Beating A Bully Requires Strength And Cunning…

An elder­ly African-American man asked me a cou­ple of days ago, “son do you think they gonna get Trump out­ta there”?
I thought the ques­tion a lit­tle odd, you know, since there is real­ly no “they”, just us.
I had no answer for him, except to say that I have no way of know­ing what the out­come of the elec­tions will be, con­sid­er­ing that American elec­tions can swing one way or the oth­er at the last moment on a sin­gle issue.

In my life­time only two (elect­ed) American pres­i­dents have been vot­ed out of office after only one term.
They are Presidents Jimmy Carter and Herbert Walker Bush.
That means that in 28 years or sev­en elec­tion cycles, the nation has not had a one-term pres­i­dent.
It is not the eas­i­est task to unseat a sit­ting pres­i­dent, par­tic­u­lar­ly when the oth­er par­ty is immersed in a long drawn out pri­ma­ry slugfest.
Herbert Walker Bush became pres­i­dent, after being Reagan’s vice pres­i­dent for eight years. He was swept into pow­er on the nos­tal­gia many Republicans, Independents & faux Democrats had of Ronald Reagan, after his two terms in office ended.

It is not often that a par­ty gets three terms in the exec­u­tive man­sion either, as was evi­dent after the increas­ing­ly pop­u­lar Bill Clinton’s sec­ond term was up. Even though Clinton was impeached and acquit­ted, his per­son­al pop­u­lar­i­ty con­tin­ued to climb long after he was out of office.
Unfortunately, Clinton’s vice pres­i­dent, Al Gore was unable to cash in on either his for­mer Boss’s econ­o­my or his pop­u­lar­i­ty. Gore chose to run away from Clinton, claim­ing he was his own man, even though Bill Clinton enjoyed tremen­dous pop­u­lar sup­port after he was impeached and acquit­ted, and left the econ­o­my in excel­lent shape and a lot of new mil­lion­aires to boot.

Even though President George W Bush had acquired the pres­i­den­cy under a cloud of hang­ing chads and vot­er sup­pres­sion in Florida where his younger broth­er Jeb was Governor, and even though he was immense­ly unpop­u­lar, the events of September 11th, 2001 all but guar­an­teed him a sec­ond term.
But though Bush 43rd had got­ten two terms as a result of the September 11th attack, by the time he was through his sec­ond term, a tank­ing econ­o­my and gen­er­al malaise as a result of the Iraq war, the nation could not wait to elect a Democrat.
That Democrat was Barack Obama, the nation’s first African-American to be elect­ed pres­i­dent.
Two terms lat­er and hav­ing saved the nation from finan­cial col­lapse, the nation was on a sol­id eco­nom­ic foot­ing.
Despite the strong eco­nom­ic indi­ca­tors, stag­nat­ing wages and a widen­ing gap between the haves and the have-nots, was enough to keep many vot­ers home. and even though Hillary Clinton won the pop­u­lar vote by over three mil­lion, the nation vot­ed for a right-wing pop­ulist, or so they said.

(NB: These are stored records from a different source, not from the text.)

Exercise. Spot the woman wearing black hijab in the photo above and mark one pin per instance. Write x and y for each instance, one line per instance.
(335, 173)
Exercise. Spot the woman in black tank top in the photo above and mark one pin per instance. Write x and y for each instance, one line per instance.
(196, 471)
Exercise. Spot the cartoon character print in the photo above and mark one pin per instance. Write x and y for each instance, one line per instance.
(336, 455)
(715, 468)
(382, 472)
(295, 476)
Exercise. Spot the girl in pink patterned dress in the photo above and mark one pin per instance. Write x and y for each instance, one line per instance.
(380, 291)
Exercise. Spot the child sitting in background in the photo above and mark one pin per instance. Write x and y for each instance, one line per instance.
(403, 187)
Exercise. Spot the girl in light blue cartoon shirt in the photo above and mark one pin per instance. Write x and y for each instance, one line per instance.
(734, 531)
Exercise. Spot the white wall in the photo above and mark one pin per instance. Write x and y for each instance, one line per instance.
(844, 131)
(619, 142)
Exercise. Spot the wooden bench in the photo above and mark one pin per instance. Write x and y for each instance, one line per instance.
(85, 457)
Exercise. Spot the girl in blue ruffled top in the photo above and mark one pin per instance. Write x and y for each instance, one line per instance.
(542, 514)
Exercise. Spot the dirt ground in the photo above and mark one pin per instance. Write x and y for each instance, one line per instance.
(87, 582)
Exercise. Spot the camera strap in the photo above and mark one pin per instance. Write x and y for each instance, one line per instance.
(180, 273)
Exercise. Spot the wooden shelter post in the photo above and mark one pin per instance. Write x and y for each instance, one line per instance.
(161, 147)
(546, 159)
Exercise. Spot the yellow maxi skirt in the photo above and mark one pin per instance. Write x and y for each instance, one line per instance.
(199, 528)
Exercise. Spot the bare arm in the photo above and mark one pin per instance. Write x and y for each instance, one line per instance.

It is almost an impos­si­ble task to unseat a pres­i­dent when the econ­o­my is doing well.
Whether this cycle will be dif­fer­ent is any­body’s guess. Elections are nine months away, any­thing can hap­pen in that time. If there is to be a down­turn in the econ­o­my, it would have to hap­pen in time for vot­ers to start feel­ing the effects of that down­turn in order to blame who­ev­er is occu­py­ing 1600 Pennsylvania Avenue.
The prob­lem with this cycle, is that the sit­ting pres­i­dent is not only a white nation­al­ist, which gives him a huge leg up with a seg­ment of the elec­torate, he under­stands the val­ue to be derived from pro­pa­gan­da.
And so he has already begun the process of bla­tant­ly lying that the COVID-19 virus is a hoax by the Democrats, designed to take him down.
Democrats run­ning to replace him have been so busy tear­ing each oth­er down all of his prepo­si­tion­ing of those lies have gone unan­swered.
By let­ting the lies stand, Democrats are not only ced­ing ground to Trump’s die-hard low infor­ma­tion zealots, but they are also ced­ing ground to wishy-washy so-called inde­pen­dents who are look­ing for some­thing to believe in.

Even if there is an eco­nom­ic down­turn as a result of a pan­dem­ic, or because the Obama econ­o­my has final­ly run its course, and even though Trump has nev­er reached the 50% mark in his approval rat­ings, Democrats are at extreme risk of los­ing to him because they are not nim­ble enough to know that they have to attack, attack, attack on all fronts.
Beating a bul­ly is nev­er easy… I sim­ply do not see a bul­ly-beat­er in the present crop of Democrats run­ning to unseat him.